А на утро отличившихся собрали в строй, чтобы сам маршал вручил им награды. Микаш как всегда стоял в самом хвосте, высоко тянул голову. И не казался выше всех, а действительно был.
— Микаш Остенский, временно назначенный командир звена соек. Награждается орденом за отвагу в битве при горящих скалах, а также в других сражениях и за победу над чудовищным пифоном, — читал глашатай из длинного, почти до земли свитка последнюю строчку.
— Да! Да! Микаш — наш командир! — орали где-то сзади рыцари из его звена. Надо же, поддержать явились.
На красной бархатной подушке подали золотой медальон на зеленой ленте. На нем был выгравирован раскидистый дуб. Гэвин подошел вплотную и тихо усмехнулся:
— Ну что, снова будешь говорить, что не твоя заслуга?
— Не буду, — также тихо ответил Микаш, опустился на одно колено и склонил голову.
Гэвин надел ему на шею орден и во всеуслышание произнес:
— Почет победителю!
— Почет победителю! — хором повторили рыцари.
Гэвин снова зашептал только для Микаша:
— Надеюсь, ты не станешь после этого беспечным? Смерть может прийти откуда угодно, даже одной мелкой зубастой твари достаточно.
— Нет, я всегда буду помнить Келмана и Фейна и всех других погибших. Смерть наша сестра, что ждет за углом, и встречать ее надо с улыбкой и открытым лицом, — процитировал Микаш стихотворные строки из Кодекса, которые ему особенно нравились. Сестра — смерть. Так оно и было, хотя совершенно не то имелось в виду.
Гэвин его понял как-то по-своему и улыбнулся:
— Мудрость Кодекса ведет нас. Мудрость Кодекса наставляет наше оружие. Вся наша жизнь — служение Ему!

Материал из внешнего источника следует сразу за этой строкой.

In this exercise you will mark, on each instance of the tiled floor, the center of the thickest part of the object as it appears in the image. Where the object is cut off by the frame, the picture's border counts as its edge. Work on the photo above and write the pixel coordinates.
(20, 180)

Рыцари снова принялись хором повторять лозунг, не вникая в смысл. Но для Микаша главным было, что его маршал понимает все и даже больше.
Началась обратная дорога. Появилось слишком много свободного времени и большую часть его приходилось проводить в шатре командиров. Без ежедневных боев высокородных задир даже отваживать было нечем. В замке Тедеску, когда делалось совсем уж непереносимо, он просто отключался, погружался в свои мысли и воспоминания, жил в них, а с хозяевами существовал лишь полой оболочкой. Здесь же в деревенского дурочка играть не получалось. Они внимательно следили и настырно требовали ответов, заставляли слышать свои оскорбления, потому что он уже не был слугой, безропотной вещью, он был ровней, которого во что бы то ни стало нужно было принизить, чтобы возвыситься в собственных глазах. Он не мог ни ударить, ни ответить оскорблением — в отличие от этих парней, на помощь влиятельных родственников ему рассчитывать не приходилось, а острословие и вовсе никогда не было его коньком. Оставалось только терпеть, воспринимать, как еще одно испытание на выдержку, смягчать углы, где только получалось и вспоминать все, хорошее, что было. А его теперь на самом деле было не мало, гораздо больше, чем когда-либо раньше.
Микаш все чаще теребил веревочный браслет на запястье, вспоминая ее обольстительный запах, ее смех, улыбку, ради которой можно было свернуть горы, прикосновения, ощущение гладкой теплой кожи под своими пальцами, поцелуи слаще медовой росы и нежные колыбельные с обманчивыми обещаниями скучать и дождаться. Милая наивная сказка, оказывается, он тоже их любит.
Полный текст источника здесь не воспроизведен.